The DETR expects Railtrack to win the sub-surface line contract early next year, provided discussions go according to plan.

Rubinoff says a process agreement between LU and Railtrack was signed in the first week of October. But he adds: “They are still to confirm how they are going to finance their proposal and they are also thinking over the potential integration of the rail network. There haven't been any advanced discussions.”

And a DETR spokesman says the agreement between LU and Railtrack is only a preliminary arrangement. “The sub-surface line position is that Railtrack and London Underground are in discussions. They have signed the heads of terms, which is a process agreement,” he says.

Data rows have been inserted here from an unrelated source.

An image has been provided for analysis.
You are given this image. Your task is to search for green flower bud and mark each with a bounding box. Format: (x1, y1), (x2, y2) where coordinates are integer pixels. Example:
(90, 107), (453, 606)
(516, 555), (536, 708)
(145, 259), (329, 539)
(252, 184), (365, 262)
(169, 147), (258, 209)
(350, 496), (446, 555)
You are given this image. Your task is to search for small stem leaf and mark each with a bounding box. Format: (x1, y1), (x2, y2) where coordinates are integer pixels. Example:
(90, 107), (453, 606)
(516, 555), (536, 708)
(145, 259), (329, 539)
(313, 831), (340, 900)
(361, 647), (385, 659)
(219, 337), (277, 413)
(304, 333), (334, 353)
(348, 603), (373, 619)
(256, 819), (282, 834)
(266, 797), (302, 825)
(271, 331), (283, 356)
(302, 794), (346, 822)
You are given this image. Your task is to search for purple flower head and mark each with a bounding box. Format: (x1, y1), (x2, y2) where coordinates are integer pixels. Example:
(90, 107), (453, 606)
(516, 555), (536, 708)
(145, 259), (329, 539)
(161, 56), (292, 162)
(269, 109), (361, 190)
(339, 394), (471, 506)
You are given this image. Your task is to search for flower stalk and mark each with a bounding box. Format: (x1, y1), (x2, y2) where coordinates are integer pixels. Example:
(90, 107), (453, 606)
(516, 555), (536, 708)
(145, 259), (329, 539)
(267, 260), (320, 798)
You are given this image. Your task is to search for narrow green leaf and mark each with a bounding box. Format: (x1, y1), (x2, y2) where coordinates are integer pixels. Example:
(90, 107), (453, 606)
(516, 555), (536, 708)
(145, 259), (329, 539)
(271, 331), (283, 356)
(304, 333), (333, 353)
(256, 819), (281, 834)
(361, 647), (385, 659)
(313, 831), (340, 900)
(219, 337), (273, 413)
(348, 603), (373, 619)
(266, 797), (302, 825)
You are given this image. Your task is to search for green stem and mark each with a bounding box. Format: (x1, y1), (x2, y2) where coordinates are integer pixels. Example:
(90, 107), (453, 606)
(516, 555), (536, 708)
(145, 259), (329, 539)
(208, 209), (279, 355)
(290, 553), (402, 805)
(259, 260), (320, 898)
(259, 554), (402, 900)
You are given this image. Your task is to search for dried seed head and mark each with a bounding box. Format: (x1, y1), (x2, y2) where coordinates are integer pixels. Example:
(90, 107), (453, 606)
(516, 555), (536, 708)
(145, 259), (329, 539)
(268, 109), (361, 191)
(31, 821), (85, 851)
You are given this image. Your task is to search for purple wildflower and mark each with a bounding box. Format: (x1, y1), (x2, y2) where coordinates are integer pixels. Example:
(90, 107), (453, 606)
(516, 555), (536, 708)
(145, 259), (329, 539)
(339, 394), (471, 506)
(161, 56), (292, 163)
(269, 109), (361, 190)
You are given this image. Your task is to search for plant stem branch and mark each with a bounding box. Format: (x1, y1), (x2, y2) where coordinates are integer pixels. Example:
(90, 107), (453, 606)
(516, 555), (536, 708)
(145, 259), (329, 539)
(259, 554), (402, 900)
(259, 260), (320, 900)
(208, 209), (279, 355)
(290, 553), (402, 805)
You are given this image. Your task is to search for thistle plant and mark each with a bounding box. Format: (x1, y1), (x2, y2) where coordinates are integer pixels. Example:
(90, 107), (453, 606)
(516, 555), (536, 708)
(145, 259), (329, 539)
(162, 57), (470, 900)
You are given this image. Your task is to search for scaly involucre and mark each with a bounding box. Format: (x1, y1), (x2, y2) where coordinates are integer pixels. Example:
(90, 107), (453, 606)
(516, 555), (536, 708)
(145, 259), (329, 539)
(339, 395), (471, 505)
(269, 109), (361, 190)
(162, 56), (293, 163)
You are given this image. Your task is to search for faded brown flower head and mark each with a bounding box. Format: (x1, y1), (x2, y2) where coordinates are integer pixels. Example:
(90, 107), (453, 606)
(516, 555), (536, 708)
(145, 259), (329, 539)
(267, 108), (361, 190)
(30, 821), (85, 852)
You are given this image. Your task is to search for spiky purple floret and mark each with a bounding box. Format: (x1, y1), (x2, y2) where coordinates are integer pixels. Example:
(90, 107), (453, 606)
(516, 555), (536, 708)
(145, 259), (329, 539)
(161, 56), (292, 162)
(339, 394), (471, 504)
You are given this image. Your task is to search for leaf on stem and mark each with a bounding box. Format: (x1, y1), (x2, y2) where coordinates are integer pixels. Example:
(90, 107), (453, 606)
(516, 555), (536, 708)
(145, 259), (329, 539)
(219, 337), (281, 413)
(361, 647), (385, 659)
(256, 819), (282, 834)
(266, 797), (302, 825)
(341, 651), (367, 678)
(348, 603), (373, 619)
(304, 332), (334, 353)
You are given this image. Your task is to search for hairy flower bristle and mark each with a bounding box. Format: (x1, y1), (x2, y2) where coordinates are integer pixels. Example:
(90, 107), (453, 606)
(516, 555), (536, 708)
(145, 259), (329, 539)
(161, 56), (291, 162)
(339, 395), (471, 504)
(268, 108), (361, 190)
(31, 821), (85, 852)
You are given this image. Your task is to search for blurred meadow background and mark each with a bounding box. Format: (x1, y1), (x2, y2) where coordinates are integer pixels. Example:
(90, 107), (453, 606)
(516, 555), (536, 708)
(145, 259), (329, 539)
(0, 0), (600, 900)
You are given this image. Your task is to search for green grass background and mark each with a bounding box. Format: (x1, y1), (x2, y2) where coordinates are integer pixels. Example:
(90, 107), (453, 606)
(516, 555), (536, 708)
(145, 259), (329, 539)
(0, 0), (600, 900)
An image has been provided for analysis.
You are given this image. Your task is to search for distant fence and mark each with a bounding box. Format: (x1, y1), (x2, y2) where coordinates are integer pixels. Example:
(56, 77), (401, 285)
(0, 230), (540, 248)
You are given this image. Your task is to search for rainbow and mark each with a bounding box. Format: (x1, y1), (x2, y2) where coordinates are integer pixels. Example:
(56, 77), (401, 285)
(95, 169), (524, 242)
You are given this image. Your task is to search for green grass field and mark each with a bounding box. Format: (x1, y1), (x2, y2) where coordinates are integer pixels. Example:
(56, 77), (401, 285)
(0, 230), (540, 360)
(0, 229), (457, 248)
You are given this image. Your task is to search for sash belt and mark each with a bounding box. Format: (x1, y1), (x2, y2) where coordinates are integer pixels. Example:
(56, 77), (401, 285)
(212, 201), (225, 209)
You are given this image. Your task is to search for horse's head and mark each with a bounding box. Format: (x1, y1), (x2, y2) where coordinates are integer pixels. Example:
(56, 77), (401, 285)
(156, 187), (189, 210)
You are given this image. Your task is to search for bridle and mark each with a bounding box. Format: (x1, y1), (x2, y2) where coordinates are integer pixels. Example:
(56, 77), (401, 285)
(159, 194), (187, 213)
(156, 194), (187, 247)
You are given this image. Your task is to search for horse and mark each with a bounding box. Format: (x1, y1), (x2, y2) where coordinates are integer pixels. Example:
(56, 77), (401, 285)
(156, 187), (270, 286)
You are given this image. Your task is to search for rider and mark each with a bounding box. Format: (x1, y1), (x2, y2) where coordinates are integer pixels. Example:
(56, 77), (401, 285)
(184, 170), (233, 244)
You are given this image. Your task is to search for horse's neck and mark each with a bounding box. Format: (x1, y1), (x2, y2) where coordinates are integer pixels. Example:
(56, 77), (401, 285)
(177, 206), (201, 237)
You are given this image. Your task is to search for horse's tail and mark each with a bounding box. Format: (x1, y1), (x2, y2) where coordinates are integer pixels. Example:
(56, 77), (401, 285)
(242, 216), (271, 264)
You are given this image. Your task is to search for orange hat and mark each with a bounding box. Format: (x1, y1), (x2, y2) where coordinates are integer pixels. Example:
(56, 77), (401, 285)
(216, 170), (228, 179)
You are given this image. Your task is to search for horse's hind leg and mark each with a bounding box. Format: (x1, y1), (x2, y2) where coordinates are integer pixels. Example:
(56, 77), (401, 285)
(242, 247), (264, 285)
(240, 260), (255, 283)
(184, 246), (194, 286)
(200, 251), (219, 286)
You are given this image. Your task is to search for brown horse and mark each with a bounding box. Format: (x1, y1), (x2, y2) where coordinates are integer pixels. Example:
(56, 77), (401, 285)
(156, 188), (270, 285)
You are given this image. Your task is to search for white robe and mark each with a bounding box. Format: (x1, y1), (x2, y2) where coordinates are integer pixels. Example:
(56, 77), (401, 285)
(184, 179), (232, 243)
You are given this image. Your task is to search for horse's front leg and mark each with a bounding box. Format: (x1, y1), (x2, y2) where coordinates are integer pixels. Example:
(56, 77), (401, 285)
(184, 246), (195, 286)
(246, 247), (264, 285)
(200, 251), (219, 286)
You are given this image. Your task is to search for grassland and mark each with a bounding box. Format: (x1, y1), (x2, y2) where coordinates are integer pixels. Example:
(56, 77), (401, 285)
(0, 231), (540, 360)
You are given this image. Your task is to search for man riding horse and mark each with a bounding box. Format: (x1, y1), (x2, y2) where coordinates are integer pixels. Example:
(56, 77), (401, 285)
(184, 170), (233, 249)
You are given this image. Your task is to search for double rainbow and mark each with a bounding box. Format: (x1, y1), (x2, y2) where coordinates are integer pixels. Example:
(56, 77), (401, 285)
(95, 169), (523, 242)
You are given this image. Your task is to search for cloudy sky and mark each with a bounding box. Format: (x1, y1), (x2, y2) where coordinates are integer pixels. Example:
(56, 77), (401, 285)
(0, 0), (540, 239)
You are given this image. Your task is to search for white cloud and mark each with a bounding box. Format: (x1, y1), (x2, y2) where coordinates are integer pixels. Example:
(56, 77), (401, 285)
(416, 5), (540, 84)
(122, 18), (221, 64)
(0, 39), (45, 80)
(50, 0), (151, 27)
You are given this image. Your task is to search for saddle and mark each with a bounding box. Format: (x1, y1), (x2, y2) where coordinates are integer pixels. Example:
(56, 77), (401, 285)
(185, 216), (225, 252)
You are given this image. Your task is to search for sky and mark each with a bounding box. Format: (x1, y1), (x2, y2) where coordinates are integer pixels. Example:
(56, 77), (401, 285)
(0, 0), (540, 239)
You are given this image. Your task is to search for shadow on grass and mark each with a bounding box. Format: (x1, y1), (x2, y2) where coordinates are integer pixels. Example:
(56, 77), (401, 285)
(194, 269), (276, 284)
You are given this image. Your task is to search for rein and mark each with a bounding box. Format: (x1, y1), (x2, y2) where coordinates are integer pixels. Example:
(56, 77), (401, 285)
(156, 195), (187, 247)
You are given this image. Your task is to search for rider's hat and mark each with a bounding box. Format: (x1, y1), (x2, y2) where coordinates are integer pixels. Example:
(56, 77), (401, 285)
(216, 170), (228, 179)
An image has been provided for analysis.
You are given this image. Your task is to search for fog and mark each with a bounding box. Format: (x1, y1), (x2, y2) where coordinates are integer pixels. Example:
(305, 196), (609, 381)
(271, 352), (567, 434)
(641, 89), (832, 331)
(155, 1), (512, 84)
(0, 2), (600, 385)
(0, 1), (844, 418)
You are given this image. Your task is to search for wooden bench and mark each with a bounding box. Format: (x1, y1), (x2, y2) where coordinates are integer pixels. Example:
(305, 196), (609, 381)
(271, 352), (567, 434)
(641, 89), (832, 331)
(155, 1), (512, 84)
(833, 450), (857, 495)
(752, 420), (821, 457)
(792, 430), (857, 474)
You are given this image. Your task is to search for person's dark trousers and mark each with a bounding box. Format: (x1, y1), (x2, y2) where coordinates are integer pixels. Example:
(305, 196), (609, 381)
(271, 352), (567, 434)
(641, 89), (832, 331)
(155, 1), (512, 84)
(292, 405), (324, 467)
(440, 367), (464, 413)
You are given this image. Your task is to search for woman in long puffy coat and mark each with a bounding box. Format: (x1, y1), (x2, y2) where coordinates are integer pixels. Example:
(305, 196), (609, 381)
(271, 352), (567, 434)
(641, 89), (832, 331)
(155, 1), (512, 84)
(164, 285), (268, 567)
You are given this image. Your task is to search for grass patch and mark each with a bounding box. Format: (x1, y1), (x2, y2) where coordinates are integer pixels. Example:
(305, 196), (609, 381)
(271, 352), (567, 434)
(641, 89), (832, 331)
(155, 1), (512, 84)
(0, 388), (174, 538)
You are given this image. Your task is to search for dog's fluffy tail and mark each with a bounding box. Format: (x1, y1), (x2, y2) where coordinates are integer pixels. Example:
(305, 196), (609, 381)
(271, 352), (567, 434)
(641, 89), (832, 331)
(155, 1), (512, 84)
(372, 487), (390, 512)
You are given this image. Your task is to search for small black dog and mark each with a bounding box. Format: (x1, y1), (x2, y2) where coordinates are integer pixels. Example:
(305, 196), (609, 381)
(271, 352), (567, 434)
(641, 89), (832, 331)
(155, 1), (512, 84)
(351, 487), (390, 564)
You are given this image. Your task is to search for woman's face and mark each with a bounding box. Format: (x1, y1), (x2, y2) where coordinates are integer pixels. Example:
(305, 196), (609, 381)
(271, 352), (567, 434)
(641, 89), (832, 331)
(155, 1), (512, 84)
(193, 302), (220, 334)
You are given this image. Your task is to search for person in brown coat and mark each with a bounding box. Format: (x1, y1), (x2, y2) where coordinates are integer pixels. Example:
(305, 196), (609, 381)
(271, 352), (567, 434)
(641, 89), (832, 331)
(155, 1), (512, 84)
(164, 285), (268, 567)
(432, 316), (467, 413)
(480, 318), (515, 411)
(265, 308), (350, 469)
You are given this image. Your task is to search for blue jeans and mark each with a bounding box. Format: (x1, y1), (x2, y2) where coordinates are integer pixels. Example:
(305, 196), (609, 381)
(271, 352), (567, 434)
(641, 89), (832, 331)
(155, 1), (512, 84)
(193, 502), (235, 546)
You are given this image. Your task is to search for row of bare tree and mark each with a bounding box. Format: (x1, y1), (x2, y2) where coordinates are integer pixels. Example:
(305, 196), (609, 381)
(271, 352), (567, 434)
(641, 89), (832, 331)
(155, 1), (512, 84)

Of course, the events of the last few weeks could well affect the outcome of the company's bid. Lawyers are among those campaigning against Railtrack's involvement.

The solicitor acting for the families of the victims of the Paddington and Southall train crashes, Louise Christian, a partner at Christian Fisher, has been examining the safety implications of transport privatisation and Railtrack's safety record.

“It is amazingly insensitive and quite wrong. I think there ought to be a rethink about the plans for the Tube,” she says.

Rubinoff says it is impossible to say whether the Railtrack bid will be affected by the Paddington crash.

The Health and Safety Commission (HSC) appointed Lord Cullen to chair the Paddington inquiry on 7 October, two days after the crash.

The inquiry is to be held under Section 14(2b) of the 1974 Health and Safety at Work Act. Lord Cullen previously chaired the inquiry into the Piper Alpha oil rig disaster in 1988-90, and the inquiry into the shootings at Dunblane primary school in 1996.

A public inquiry into the Southall crash was adjourned last week, but the HSC has insisted that Professor John Uff's inquiry into that accident will continue with a view to completion before the millennium, and will be taken into account in the Cullen Inquiry.

Bonar says the decision on Railtrack's bid may have been delayed because of the crash, which could have further implications for the structuring of the partnership.

She says: “It may well be that the safety case will be reviewed and the funding arrangements may now be done differently.”

The changes to the Tube system – whether it is referred to as privatisation, partial privatisation or any one of a number of acronyms – is one of the biggest and most complicated business deals of recent years, certainly the biggest such move by this Government.

There is set to be a large amount of work for firms both leading up to and during the restructure, but in the wake of the Paddington crash, firms may find themselves caught up in the politics of transport as well as the politics of privatisation.